Oireachtas Joint and Select Committees

Wednesday, 5 April 2017

Joint Oireachtas Committee on Children and Youth Affairs

General Scheme of Childcare (Amendment) Bill 2017: Discussion (Resumed)

9:00 am

Ms Catherine Ghent:

To pick up on that point, it is very important to ask what is the role of the guardian and what we do when we go into court. I am a solicitor who represents guardians and I sometimes represent children. A guardian is the representative of a child before the court. It is not just someone who goes to the child and says, "What do you think about this?" That is a role which would not be appropriate. Children need advocates before the court and we all know the effect when they do not have one. They need regulated professionals who have expertise and who will say: "I am determining what is in your best interests. I am going to promote and listen to what you say. I am going to put that before the court and I am not going to put it in a passive way. I am going to advocate for you."

The constitutional amendment recognised children as rights holders on their own behalf and it did not diminish or specify any limits on the children's rights. In fact, for the first time, it gave constitutional backing and a constitutional impetus for children's rights to be the paramount consideration. That has been recognised in the key judgment given by Mrs. Justice Baker last year in regard to what this actually means, where she said that even within the existing statutory framework, the guardian is the representative of the child.

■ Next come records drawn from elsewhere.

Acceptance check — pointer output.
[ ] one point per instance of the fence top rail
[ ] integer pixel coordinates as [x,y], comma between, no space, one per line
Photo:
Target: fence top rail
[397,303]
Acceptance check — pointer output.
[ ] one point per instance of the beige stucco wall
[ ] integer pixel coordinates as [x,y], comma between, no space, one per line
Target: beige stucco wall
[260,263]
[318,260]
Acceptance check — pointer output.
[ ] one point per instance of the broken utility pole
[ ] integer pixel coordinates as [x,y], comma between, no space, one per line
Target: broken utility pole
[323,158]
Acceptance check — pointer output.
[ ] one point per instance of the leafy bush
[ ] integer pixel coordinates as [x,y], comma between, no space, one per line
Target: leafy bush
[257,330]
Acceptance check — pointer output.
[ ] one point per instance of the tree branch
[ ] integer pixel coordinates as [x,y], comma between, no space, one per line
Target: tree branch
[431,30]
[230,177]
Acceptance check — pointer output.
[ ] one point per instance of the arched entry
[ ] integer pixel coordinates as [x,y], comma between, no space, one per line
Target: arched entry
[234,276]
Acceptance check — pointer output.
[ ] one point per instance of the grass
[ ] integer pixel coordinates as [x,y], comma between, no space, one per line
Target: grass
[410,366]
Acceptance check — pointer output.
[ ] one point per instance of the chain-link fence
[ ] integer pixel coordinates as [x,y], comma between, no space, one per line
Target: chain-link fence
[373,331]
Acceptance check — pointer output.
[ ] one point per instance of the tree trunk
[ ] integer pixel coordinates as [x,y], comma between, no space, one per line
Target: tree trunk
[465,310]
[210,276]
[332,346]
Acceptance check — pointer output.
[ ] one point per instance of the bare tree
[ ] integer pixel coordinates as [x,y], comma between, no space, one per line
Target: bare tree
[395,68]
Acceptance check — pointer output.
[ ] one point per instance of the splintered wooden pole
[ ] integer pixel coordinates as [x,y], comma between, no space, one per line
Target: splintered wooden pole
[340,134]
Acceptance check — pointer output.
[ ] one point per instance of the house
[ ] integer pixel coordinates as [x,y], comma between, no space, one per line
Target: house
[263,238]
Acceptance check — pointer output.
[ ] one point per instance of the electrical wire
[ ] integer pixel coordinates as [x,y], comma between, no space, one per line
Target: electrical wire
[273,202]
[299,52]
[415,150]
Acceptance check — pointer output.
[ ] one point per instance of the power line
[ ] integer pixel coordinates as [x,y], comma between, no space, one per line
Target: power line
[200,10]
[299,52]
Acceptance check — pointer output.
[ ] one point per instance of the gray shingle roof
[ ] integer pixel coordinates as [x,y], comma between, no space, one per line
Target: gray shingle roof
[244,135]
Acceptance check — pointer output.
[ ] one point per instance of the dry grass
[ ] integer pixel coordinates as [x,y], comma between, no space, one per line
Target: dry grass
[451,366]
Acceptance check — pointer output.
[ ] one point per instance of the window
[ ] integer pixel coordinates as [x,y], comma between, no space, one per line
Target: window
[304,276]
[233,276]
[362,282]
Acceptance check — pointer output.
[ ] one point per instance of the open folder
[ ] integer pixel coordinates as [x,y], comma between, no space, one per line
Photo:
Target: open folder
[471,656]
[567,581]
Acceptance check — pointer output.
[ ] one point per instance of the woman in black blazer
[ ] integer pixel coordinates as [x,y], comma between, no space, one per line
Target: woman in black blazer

In that judgment she also said the child is entitled to the full panoply of rights in terms of fair procedures. What does "fair procedures" mean? This was established in the reHaughey case, where someone went before a tribunal and what was at stake was their reputation and reputational damage. Within that context, which we also see in the Charleton inquiry, people are entitled to cross-examine and to put their client's case before the decision making body. What I am really worried about is that in diluting and diminishing, and in the extraordinary step of removing the right to cross-examine, we take away from children the rights which have been constitutionally identified as pertaining to people, not just in court proceedings, but before tribunals where reputational damage is involved.

Mr. Justice McMenamin has acknowledged the fundamental impact of a care order on a child. That is what we are talking about. He said that in cases where the decision and the consequences are so profound for the child, we need to protect their constitutional rights. I am an advocate for the child before the court and, therefore, I need to cross-examine on their behalf and I need to be able to bring appeals on their behalf. Mrs. Justice Baker said those rights as previously identified in terms of fair procedures are actually enhanced. I question how the removal of the right to cross-examine, which is a fundamental right which applies to other citizens, is compatible with the key decision as to what representation for children looks like, even within the limited statutory provision as it stands. In fact, I think they are not compatible.

I was involved in a case a number of years ago where a father was subsequently convicted of rape of his child. When we went into the court in the care proceedings, he looked for access. The judge told us that he had a right of access to his child and, despite the fact his very young child was saying “I am terrified of him, I do not want access”, the judge granted it. The HSE at the time did not appeal that. We appealed it on behalf of the child. The Circuit Court judge expressed her serious concern and stopped what could have been a really abusive process for the child. Recently, there has been a case where the parents fled from another European jurisdiction.

There are legal remedies in a European context under regulations. The Child and Family Agency, CFA, did not spot that this was a case where the child should have been returned to the jurisdiction which had most information in regard to the child. A guardian ad litemwas appointed. The guardian ad litem instructed me and I immediately highlighted that this was not the right jurisdiction to deal with this. That became very clear. The case has become very sad and difficult and the level of tension is very concerning. The child now has a sibling born in a different jurisdiction in respect of whom there are proceedings in being. The sibling could be adopted in that jurisdiction and the child in our jurisdiction may not have any contact with them. We are seeking to stop siblings being split up. In circumstances where the CFA did not do that, the ISPCC is that child's only voice.

We have cases before the courts at the moment. There has been a certain limited backlash to the referendum. Certain judges have taken the view that they are at the vanguard of parents' rights and they have to protect parents' rights. At times, it is quite difficult to get the voice of the child heard before the court. For example, in cases where a child has been beaten to the extent that injuries are apparent, where they have scars or have been scalded, certain judges determine that this is severe physical chastisement and that the child has not been assaulted. If those cases were before the criminal courts judges would have to find that assault was committed. Where would those children go if they did not have the ISPCC to tell the judge that that is unacceptable and that the judge has a responsibility to vindicate and promote children's welfare?

That is the seriousness of what we are dealing with and that is why I am asking the members of the committee to question if the provisions of this Bill are constitutionally compatible. How do they give effect to specific identification of the constitutional rights, which we all said was appropriate and necessary? In terms of looking at the constitutional rights and giving effect to Article 42A, it is not passive. It should not be allowed to sit there. There is an obligation to promote. How can that be promoted if the child is given a lesser status in proceedings than parents or the Child and Family Agency? We have serious concerns in that regard which I would like to be addressed.